Disowned PL mayor turned Nationalist candidate says Labour lost its social roots

'This isn't the Labour Party I knew': Charles Azzopardi criticises the Labour Party over €17,000-per-month contract to PM's law firm

A former Labour Party mayor, now set to contest the election under the Nationalist Party, said the PL has lost its social roots after reports surfaced of a €17,000 per month contract awarded to the Prime Minister’s law firm between 2001 and 2020.

Charles Azzopardi was not allowed by the PL to contest the 2019 local elections on its behalf following allegations of corruption and nepotism when he was mayor. He has since defected to the Nationalist Party and will contest the election as a PN candidate.

“The Labour Party has lost its social roots,” he said. “This government only accommodates those in its close circles.”

Azzopardi was speaking at a press conference on Robert Abela’s PA retainer contract, which doubled to €17,000 a month over a six-year period after the Labour Party came into government.

The contract was first awarded to Abela’s father, George Abela, in 2001 under the Nationalist Party when he was a partner with planning law expert Ian Stafrace.

When the contract expired in 2011, the PA opted to extend the contract by handing direct orders to Abela Advocates.

The contract was fixed at €7,376 a month between 2013 and 2015, and eventually increased to €12,292 when Abela Advocates began to represent the PA in Environment and Planning Review Tribunal appeals.

Between 2018 and 2019, the contract rose to €17,110.

“This isn’t the Labour Party I knew and read about in the past,” Azzopardi said. “This movement entered government with its own interests in mind. We can’t allow them to continue, and we must give them a sign through our vote.”

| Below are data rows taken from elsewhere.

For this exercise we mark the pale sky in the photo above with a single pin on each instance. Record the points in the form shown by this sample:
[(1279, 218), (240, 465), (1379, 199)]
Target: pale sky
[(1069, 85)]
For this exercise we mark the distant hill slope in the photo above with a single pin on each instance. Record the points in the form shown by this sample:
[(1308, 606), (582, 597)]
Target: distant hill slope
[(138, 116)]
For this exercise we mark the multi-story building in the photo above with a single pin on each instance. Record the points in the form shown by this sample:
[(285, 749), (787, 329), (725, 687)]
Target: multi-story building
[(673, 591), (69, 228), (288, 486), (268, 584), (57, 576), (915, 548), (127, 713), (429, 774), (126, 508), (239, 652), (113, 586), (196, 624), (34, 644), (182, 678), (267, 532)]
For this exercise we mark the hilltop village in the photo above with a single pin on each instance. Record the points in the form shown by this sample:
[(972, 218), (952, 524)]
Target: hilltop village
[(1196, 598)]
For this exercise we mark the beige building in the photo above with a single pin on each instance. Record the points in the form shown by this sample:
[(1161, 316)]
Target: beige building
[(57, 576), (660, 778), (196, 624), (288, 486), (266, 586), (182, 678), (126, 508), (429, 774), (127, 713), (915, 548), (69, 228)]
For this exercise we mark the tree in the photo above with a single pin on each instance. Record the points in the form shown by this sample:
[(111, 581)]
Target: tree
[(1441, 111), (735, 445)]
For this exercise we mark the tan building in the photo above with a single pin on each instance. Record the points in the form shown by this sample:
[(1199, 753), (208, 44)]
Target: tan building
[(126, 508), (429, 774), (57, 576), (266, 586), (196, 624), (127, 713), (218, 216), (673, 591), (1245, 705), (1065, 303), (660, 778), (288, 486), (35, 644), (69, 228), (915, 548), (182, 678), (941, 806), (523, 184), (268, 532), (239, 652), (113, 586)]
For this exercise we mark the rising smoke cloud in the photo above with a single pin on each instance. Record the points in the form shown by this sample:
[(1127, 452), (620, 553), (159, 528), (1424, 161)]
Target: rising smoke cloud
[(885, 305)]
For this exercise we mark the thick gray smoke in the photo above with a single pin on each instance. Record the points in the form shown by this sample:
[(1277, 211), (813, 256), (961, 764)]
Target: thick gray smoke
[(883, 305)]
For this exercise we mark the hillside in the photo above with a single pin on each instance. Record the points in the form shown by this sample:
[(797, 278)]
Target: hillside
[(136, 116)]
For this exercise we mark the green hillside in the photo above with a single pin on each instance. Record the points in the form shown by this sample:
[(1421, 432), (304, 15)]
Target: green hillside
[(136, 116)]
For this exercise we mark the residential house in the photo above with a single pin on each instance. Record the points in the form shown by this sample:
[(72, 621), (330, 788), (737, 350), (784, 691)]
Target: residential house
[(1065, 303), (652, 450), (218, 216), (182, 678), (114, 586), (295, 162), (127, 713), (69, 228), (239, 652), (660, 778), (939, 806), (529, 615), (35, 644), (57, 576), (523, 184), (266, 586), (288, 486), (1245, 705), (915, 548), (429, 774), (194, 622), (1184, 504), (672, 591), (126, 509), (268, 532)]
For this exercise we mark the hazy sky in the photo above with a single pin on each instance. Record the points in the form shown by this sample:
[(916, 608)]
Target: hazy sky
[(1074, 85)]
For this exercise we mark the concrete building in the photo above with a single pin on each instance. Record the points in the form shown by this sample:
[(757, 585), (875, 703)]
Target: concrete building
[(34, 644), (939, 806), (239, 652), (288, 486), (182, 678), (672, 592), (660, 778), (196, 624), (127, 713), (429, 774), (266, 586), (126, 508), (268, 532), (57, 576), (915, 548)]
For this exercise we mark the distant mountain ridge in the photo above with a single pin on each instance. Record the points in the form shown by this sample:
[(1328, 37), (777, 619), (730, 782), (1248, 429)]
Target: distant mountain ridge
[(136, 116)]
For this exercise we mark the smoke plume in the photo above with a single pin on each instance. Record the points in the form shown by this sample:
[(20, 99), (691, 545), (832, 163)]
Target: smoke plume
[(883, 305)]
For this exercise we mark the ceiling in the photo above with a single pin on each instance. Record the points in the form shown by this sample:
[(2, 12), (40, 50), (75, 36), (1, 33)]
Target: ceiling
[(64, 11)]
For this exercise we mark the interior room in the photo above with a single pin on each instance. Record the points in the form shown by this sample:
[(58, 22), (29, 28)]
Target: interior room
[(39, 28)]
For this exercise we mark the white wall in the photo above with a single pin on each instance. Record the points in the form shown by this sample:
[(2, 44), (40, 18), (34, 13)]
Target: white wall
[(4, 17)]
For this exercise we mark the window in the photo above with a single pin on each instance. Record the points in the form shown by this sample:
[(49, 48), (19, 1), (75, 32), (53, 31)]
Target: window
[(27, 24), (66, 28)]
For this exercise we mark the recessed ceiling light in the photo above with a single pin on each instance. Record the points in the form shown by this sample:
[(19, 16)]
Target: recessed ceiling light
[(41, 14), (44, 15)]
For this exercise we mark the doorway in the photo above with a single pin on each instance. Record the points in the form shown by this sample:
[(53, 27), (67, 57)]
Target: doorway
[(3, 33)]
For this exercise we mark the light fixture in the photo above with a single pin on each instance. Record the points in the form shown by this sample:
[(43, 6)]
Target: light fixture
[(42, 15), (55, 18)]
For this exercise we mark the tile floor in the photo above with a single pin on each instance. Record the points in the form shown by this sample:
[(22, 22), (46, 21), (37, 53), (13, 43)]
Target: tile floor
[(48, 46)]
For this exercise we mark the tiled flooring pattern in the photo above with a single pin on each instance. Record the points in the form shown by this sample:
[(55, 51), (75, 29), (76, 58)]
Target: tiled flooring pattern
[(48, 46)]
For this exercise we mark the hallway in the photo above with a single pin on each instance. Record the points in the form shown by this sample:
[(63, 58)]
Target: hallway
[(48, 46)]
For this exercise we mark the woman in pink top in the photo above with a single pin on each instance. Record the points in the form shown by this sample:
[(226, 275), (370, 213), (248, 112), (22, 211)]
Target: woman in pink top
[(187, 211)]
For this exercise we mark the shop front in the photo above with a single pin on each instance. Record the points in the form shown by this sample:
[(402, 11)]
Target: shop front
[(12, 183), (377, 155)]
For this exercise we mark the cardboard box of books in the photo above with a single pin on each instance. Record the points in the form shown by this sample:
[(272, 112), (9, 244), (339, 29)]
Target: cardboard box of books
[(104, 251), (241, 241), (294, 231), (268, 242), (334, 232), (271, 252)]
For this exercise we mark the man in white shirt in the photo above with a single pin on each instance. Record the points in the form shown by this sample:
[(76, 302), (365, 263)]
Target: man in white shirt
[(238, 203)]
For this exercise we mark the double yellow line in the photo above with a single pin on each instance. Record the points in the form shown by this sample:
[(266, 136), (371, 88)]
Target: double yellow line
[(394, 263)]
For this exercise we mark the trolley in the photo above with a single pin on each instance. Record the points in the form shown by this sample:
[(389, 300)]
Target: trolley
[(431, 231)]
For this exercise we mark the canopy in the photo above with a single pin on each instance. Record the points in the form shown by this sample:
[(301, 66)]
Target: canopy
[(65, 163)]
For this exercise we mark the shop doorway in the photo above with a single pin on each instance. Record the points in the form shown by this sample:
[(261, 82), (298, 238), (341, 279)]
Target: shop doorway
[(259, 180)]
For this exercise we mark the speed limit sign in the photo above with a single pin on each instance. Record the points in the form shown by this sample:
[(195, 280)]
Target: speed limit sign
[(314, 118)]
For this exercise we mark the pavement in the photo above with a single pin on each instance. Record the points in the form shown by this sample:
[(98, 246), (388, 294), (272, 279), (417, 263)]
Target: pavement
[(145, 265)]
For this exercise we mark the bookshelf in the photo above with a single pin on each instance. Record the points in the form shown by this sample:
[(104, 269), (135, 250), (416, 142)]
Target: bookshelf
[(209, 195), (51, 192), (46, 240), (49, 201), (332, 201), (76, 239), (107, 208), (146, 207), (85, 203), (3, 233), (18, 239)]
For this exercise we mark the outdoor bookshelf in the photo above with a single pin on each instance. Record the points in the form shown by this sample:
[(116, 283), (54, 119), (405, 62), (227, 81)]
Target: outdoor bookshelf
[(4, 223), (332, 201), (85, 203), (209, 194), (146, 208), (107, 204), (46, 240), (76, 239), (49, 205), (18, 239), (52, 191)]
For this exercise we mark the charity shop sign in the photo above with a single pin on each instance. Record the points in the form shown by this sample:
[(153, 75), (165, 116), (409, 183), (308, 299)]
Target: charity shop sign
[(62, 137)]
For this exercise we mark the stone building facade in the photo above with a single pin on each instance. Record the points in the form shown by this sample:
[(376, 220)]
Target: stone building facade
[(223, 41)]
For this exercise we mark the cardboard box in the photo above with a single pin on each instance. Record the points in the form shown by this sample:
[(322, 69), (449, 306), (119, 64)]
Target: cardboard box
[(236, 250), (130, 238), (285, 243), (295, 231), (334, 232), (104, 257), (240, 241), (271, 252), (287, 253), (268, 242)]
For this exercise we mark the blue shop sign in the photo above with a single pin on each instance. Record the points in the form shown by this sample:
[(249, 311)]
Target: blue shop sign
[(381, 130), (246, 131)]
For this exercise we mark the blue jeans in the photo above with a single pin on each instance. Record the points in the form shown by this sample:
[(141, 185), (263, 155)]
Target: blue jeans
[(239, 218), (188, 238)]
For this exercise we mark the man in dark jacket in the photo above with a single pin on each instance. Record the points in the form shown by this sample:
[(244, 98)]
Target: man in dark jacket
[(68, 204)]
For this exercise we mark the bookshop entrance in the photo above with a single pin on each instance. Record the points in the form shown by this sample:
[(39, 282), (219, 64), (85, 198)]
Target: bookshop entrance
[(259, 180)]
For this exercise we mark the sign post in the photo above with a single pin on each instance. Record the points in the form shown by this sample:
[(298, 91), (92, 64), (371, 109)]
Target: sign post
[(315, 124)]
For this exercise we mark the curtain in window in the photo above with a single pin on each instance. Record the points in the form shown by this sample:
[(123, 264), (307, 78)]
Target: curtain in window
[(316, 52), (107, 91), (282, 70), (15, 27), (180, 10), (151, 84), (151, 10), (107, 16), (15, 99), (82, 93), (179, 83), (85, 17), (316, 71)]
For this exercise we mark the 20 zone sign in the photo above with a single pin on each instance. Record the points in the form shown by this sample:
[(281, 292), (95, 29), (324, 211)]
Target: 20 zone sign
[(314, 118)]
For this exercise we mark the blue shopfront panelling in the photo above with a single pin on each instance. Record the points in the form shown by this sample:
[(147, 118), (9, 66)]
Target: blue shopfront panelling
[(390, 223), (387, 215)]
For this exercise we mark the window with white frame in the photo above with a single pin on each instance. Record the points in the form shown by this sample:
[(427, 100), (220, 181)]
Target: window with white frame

Jerome Caruana Cilia, a PN candidate, said that Robert Abela is out of touch with the lives of many Maltese and Gozitan workers. He pointed out that this contract alone was the same as two full-time minimum wage jobs.

“Thousands of workers, in public and private jobs, work with determination everyday and sacrifice so much only to receive so much less than that,” he said.

“We have a Prime Minister that is cut off from workers. He’s living in luxury – he can’t understand the experience of workers for whom €200 a month makes all the difference.”